ラストも後味悪いような、悪くないような微妙な感じだったり…どちらかに振り切ってくれていたらもっと面白かったのかな?

少子化対策で恋愛相談室があったり、インフルエンザの薬を作っていたり物語のテーマとしてはなかなか面白そうなものが多い気がしたのも相まって残念な作品でした。

悪いところばっかり語ってもあれなので以下は個人的に驚かされた部分などについて書いていきます。


早凪の正体について


ラストシーンで早凪の正体が敏江だと分かったときは、結構驚かされました。

敏江は、智輝から見たらおじいちゃんの奥さんだったのでまさか20代の早凪だとは思いませんでした。

敏江を事故に巻き込んでしまったのが早凪だと思っていたり、敏江が足が悪いことも年寄りだから足が÷悪いという風に読者に想像させるような書き方をしていたため、敏江と早凪が同一人物であったということを予想できませんでした。

正体を知るまでは智輝君おばあちゃんのことが好きなんてなかなかやるなとか思っていたのですがまさか年下だったとは…。

そりゃあ若くて心がきれいな女性がいたら花奈ちゃんは負けちゃうだろうなという感じでした。


登場人物が全員悪い人物に見えてしまう


『恋する創薬研究室』の登場人物ってほとんどの人がなんかしらの嘘をついていたり、性格が悪い奴だったりしてあんまり好きになれませんでした。

物語の都合上、智輝君や花奈ちゃんも悪い奴に見えてしまうのは仕方ないかもしれないけどもう少し挽回の要素がほしかったです。

特に花奈ちゃんは恋愛初心者で奥手という設定だったので、もっとうぶな恋愛を描いてほしかった…。

まさか、脅迫を受けたふりをして智輝君の気をひこうとするなんて相当悪い奴ですよね…。

早凪も恋愛相談院という立場だから智輝に恋人ができないことを心配していたという設定も分からなくはないが、そんな協力をしてほしくなかったですね。


また、花奈のライバルとして描かれていた結崎もただただ性格の悪い奴という風な感じで気がついたら物語からフェードアウトしていましたね。

ジャンプ漫画じゃないから友情を書けとは言わないものの、結崎が智輝を好きになった理由などを掘り下げて感情移入させてほしかったです。


実はラブケミストリーと同じ世界線


『恋する創薬研究室』は大学は違えど別作品の『ラブケミストリー』と同じ世界線で起きている物語でした。

花奈が大学院入試を受けたしばらく後に藤村君がプランクスタリンの合成ルートに関する論文を提出していることが書かれていましたね。

世界線が同じっていうのは、喜多喜久さんの作品が好きな身として嬉しかったのですが、花奈が実は合成の天才だったという設定はいらなかった気がしました。
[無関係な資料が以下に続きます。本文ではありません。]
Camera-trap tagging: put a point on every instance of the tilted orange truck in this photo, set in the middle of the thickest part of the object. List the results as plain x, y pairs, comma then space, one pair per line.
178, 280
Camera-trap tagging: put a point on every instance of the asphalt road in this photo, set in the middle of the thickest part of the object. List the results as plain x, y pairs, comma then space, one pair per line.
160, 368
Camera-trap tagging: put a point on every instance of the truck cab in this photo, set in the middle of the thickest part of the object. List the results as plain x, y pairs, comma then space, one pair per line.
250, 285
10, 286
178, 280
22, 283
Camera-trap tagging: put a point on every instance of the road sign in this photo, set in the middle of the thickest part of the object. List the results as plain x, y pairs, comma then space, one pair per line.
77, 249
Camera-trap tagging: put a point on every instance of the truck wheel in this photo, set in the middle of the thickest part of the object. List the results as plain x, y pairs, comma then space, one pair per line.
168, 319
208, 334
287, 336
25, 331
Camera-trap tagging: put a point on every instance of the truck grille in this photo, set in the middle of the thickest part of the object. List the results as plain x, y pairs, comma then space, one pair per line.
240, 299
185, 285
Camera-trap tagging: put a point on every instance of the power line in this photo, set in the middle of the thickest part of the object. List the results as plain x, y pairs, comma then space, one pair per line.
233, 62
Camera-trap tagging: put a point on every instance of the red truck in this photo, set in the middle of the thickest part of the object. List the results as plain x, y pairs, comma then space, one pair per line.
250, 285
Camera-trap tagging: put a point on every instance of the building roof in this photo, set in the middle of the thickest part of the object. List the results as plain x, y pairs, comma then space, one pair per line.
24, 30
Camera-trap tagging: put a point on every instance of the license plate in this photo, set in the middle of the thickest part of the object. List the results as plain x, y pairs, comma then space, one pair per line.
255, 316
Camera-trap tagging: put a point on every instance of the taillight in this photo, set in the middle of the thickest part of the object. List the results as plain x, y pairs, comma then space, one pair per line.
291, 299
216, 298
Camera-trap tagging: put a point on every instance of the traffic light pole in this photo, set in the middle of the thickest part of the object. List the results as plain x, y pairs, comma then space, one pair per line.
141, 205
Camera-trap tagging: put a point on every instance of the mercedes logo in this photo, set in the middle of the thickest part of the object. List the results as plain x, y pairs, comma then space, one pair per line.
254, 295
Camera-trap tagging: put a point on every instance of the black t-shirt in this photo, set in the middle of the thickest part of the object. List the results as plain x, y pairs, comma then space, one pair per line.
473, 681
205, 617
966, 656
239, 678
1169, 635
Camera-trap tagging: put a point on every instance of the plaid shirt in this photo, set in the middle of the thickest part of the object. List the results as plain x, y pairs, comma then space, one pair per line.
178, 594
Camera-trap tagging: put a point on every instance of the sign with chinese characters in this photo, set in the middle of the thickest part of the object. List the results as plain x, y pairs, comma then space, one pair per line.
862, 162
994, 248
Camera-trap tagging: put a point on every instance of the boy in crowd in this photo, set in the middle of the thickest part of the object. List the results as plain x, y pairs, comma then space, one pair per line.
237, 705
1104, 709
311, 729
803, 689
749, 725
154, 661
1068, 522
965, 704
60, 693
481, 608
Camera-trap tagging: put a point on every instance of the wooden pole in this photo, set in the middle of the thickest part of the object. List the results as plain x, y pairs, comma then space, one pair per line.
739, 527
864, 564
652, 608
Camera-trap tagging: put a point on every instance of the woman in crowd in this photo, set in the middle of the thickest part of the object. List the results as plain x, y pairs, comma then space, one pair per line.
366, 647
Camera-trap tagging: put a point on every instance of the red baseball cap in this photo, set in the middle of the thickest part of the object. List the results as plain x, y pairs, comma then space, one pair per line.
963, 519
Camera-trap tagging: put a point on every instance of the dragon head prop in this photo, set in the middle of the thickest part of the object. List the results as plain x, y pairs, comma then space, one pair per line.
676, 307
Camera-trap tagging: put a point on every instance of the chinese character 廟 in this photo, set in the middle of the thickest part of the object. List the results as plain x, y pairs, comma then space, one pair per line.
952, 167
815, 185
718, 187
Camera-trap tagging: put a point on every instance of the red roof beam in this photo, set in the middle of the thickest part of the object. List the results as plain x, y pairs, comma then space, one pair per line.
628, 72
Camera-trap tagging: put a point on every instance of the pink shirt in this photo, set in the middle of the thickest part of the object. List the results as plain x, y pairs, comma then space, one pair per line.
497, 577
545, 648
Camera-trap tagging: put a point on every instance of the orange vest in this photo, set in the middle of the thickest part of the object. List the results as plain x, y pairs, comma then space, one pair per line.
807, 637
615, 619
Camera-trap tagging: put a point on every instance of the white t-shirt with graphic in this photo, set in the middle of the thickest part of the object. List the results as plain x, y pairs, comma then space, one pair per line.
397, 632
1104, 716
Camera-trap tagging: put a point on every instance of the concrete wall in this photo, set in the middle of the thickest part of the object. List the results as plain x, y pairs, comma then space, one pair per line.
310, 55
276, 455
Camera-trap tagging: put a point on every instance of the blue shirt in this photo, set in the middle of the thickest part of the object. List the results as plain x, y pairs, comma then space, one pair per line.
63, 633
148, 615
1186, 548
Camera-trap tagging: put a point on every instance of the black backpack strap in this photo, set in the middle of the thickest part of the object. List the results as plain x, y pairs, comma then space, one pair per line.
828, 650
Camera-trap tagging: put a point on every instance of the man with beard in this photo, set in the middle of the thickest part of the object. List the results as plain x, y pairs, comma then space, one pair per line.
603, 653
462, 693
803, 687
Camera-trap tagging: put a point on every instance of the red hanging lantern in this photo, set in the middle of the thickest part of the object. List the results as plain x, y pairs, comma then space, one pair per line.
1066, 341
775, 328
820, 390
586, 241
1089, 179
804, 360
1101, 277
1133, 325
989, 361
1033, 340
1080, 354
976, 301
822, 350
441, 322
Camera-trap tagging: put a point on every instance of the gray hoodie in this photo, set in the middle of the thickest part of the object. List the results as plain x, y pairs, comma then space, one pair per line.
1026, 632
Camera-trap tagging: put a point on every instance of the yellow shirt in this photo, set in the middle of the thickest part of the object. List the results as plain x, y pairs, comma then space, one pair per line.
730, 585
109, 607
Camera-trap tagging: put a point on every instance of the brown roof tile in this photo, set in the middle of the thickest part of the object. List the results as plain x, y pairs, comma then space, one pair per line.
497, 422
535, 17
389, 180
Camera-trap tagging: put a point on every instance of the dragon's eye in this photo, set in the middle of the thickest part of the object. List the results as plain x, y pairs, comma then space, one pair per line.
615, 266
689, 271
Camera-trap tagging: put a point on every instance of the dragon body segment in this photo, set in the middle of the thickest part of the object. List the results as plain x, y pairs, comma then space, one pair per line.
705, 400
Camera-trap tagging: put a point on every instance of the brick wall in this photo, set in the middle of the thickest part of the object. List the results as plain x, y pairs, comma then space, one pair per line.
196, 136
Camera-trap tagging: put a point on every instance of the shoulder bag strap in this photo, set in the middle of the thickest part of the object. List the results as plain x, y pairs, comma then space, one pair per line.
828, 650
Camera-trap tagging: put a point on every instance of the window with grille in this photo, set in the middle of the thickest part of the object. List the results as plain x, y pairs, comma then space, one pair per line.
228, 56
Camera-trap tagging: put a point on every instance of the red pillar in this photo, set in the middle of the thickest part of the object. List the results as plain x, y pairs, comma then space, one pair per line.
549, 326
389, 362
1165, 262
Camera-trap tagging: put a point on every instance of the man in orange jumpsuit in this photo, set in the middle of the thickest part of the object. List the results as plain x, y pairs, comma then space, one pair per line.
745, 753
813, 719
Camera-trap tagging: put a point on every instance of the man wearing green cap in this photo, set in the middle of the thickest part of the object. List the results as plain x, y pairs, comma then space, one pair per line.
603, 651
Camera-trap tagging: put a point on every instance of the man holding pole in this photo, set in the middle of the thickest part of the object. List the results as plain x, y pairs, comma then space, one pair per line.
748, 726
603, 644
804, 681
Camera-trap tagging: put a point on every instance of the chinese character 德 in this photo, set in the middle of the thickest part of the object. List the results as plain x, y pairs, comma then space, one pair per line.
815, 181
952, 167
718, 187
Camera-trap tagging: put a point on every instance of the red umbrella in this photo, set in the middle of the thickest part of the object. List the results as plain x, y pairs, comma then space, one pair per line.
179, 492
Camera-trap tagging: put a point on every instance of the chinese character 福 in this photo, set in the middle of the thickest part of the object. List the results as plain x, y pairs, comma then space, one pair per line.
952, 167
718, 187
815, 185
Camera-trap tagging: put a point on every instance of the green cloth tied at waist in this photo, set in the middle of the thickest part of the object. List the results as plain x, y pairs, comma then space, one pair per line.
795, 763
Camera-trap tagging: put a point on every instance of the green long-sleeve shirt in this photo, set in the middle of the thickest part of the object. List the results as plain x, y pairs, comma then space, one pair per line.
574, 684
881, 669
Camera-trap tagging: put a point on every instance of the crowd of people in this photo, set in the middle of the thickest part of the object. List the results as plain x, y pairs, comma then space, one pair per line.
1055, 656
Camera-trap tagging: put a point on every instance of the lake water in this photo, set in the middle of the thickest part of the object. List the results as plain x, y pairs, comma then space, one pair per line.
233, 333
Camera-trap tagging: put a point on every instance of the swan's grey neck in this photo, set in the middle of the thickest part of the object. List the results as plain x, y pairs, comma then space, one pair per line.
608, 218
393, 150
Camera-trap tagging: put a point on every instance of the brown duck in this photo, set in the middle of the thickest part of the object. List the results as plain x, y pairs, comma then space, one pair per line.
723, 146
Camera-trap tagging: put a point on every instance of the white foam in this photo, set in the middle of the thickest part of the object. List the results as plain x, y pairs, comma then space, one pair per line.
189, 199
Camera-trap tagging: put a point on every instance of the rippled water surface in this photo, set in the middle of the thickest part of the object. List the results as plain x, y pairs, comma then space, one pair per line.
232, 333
藤村君は特殊な能力もあるが毎日論文を読むなどかなりの努力家なので合成ルートを見つけることができたのは納得がいくが、大学院で問題を見ただけの花奈が合成ルートを見つけることができたのは納得いきませんでした。



まとめ


『恋する創薬研究室』は個人的には喜多喜久さんらしくない微妙な作品でした。

すすんで人に読んでほしいと感じる作品ではありませんでした。

喜多喜久さんの作品が好きな方なら読んでみてもいいかもしれませんが、ラブケミストリーとかの感じが好きだという人は私のようにがっかりする可能性が高いです。

もし、当ブログをみて読んだひとがいるなら感想を教えてほしいですね。